Page 28 of I Would Beg For You
“Naomi, darling,” my father calls as I step into the open arch of the dining room that leads to the glassed-in conservatory.
“Good morning, Dad.”
There’s someone with him. Blond haired, the man appears tall and lean. When he turns to look at me, there’s something familiar about his face, though it looks utterly generic in an All-American kind of way, I have to say.
“Sweetheart,” Dad reaches out for me with an outstretched hand.
I move to his side and clasp his hand.
“Naomi, this is Thad Billings. He will be my aide de camp during the campaign, and as such, will be working closely with you.”
I take a seat at the table more because my knees have gone weak than because it’s the polite thing to do.
He’s one of the robots from the ball. Even today, he doesn’t smile, just nods at everything my father says. I frown. From his title, I assume he’ll be the one liaising with the press and the communication teams on the trail. It looks like he barely has any operating intelligence, let alone AI.
Unless…all of this will fall onto me.
A sigh escapes. I camouflage it behind a sip of the coffee I have quickly poured myself.
My dad drones on about what comes next, Thad nodding along—he even looks like a bobblehead with all the nodding.
Some of his words hit me sharply. What does he mean by ‘working closely with him’? Did I detect an emphasis on ‘closely’?
Wait, is my dad expecting me to end up with Thad? I had a bit of the marriage mart feeling, rampant in the historical novels I devour whenever I can, during the many introductions he made that evening at the ball.
A groan escapes. Of course this is what he wants, what it’s all leading to. All my life, I’ve been groomed to be at the side of Joel Smith. Any politician worth his salt needs a feminine presence to accompany him, and with my mother gone, I fill in the gap by default.
It won’t look good for me in this position to remain a confirmed spinster forever, so I’ll have to get married at some point. Will this be to a lackey of my father’s, so we’ll still both be in his entourage without any conflict?
This appears to be the path he’s set out for me. And before coming back home, I was okay with it. I had grown up with my father alluding to an arranged marriage ever since I could remember. The only time I balked at the idea was when I fell hard for Valentino but he dashed my hopes pretty quickly, so I fell back to my old way of coasting through my college years not caring about boys one way or the other. Marrying a guy my father chooses didn’t seem like a big deal. The men he’s paraded in front of me seemed interchangeable to me. Even thinking of the marital bed didn’t stir me. I knew I could bear it—lie back and think of the Smith name rising in politics, over and done with once a month during ovulation, until a child came and then we wouldn’t have to maintain any pretense.
I was okay with this a month ago. Heck, even yesterday morning.

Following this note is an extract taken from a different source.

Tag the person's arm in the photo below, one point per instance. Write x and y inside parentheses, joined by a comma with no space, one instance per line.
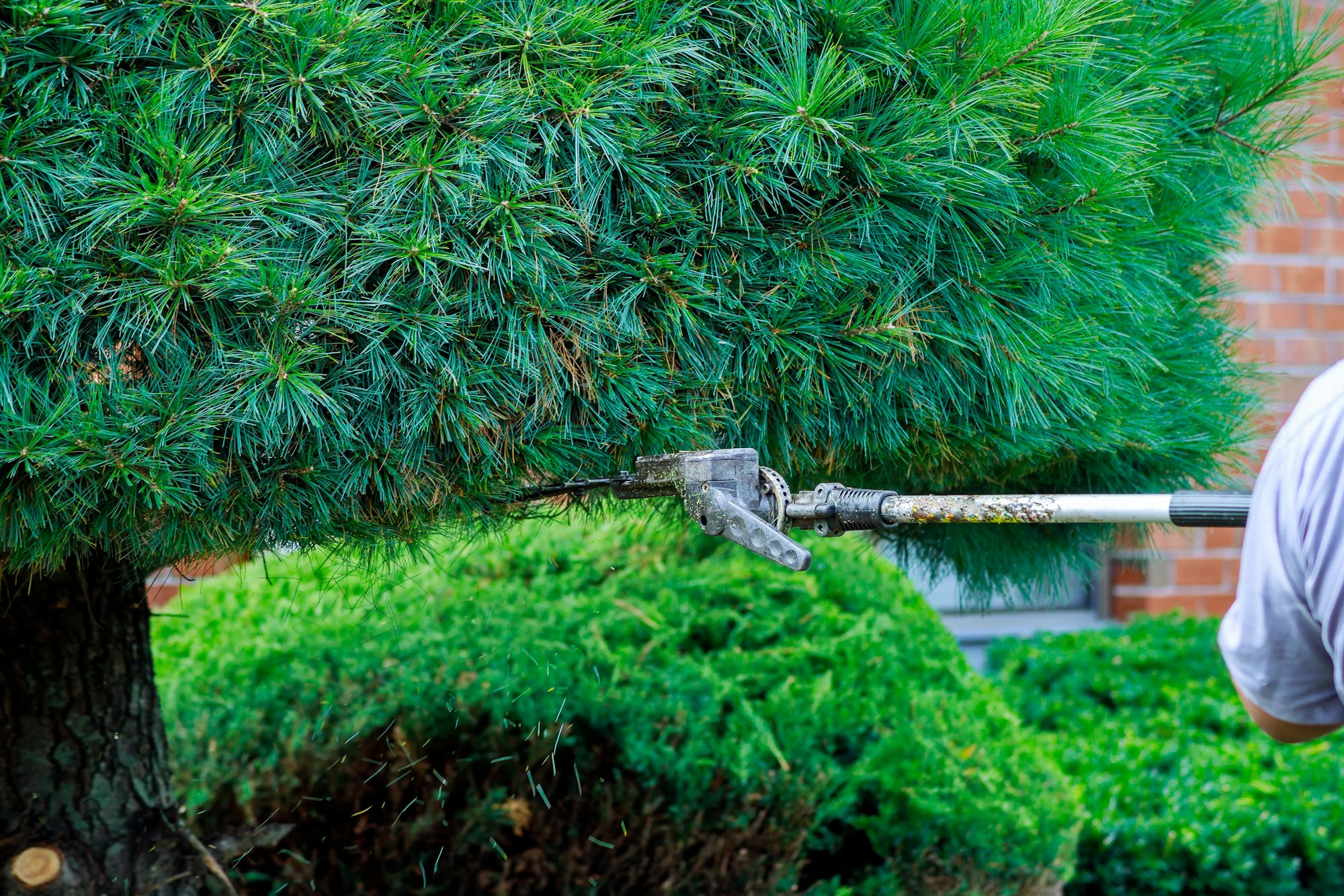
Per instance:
(1283,639)
(1286,733)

I was okay with this until Valentino Andretti placed his mouth on my pussy and made me come with the skillful mastery of his tongue and lips.

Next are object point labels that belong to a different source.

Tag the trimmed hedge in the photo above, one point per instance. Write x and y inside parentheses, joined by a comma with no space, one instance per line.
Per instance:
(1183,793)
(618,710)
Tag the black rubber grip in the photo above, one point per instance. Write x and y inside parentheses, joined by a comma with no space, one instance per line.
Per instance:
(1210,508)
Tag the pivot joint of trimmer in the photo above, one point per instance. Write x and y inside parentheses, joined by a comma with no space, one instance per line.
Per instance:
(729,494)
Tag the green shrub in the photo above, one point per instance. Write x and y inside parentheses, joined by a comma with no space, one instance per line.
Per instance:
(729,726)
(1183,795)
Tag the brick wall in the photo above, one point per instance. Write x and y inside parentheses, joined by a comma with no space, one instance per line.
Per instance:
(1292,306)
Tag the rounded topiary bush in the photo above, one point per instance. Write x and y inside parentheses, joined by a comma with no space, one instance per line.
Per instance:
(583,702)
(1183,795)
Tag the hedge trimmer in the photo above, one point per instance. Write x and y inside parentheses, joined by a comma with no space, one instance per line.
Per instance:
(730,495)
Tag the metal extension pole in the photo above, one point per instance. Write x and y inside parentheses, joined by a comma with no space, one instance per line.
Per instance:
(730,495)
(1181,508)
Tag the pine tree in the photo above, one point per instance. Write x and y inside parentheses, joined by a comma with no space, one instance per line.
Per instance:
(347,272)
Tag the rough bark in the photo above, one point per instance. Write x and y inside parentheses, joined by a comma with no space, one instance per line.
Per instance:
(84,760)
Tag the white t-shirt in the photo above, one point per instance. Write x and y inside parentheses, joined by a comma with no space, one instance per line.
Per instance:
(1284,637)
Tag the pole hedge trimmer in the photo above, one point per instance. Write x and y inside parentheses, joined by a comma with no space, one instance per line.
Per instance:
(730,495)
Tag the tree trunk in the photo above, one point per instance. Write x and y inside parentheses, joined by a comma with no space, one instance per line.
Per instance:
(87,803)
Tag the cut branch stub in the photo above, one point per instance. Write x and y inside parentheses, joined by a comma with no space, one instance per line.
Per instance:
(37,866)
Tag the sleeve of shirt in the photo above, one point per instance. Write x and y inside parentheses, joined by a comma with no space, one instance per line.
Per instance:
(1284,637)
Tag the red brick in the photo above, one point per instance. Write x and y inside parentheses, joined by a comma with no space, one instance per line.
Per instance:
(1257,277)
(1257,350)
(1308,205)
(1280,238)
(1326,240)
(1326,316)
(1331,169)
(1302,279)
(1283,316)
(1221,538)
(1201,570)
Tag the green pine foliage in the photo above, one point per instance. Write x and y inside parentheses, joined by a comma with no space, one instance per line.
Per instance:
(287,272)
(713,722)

A rush of heat flames through me, and I gulp some coffee to give myself countenance.
Across the table, Thad is watching me without expression.
It doesn’t even feel creepy, to be honest. It feels like…someone seeing right through me. Like there’s nothing behind those eyes, behind those bland features.

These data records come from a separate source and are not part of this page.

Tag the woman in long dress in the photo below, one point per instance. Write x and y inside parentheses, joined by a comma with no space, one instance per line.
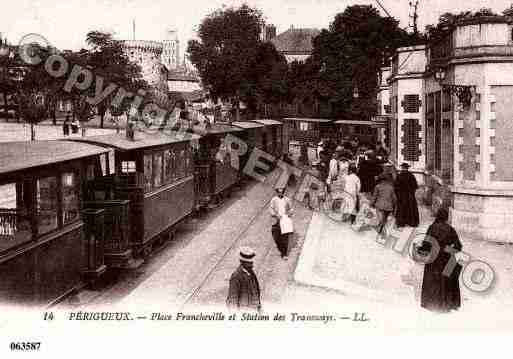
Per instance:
(352,189)
(407,209)
(440,286)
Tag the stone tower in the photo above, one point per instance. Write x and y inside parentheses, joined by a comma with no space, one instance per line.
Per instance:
(171,50)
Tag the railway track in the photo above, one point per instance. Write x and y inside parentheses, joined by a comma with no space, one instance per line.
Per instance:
(196,291)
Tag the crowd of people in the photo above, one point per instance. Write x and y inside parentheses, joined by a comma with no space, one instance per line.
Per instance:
(354,171)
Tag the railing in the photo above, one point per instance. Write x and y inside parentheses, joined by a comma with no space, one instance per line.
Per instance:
(202,180)
(305,136)
(130,179)
(8,223)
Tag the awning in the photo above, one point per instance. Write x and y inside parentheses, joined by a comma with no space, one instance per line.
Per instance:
(381,118)
(269,122)
(317,120)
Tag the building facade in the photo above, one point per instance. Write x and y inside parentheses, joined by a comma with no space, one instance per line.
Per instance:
(147,54)
(459,142)
(171,50)
(295,44)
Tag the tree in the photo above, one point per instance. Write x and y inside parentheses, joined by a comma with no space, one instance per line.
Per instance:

Milquetoast. That’s the word that comes to mind.
The complete opposite of Valentino.
Just the thought of him makes me sigh, and when my dad places his hand on mine, I jump.
“Are you okay, darling?”
“Fine,” I croak.
“You’re look a bit overheated. Actually, you do look a bit peaky.”
I choke on a sip of coffee and cough. Is it that obvious, that the mere thought of him lights up a fire in me? What has that man done to me?
“As much as I hate to concede this, it might be a good idea for you to stay home this weekend,” he adds.
I frown. Where am I supposed to be if not home this weekend?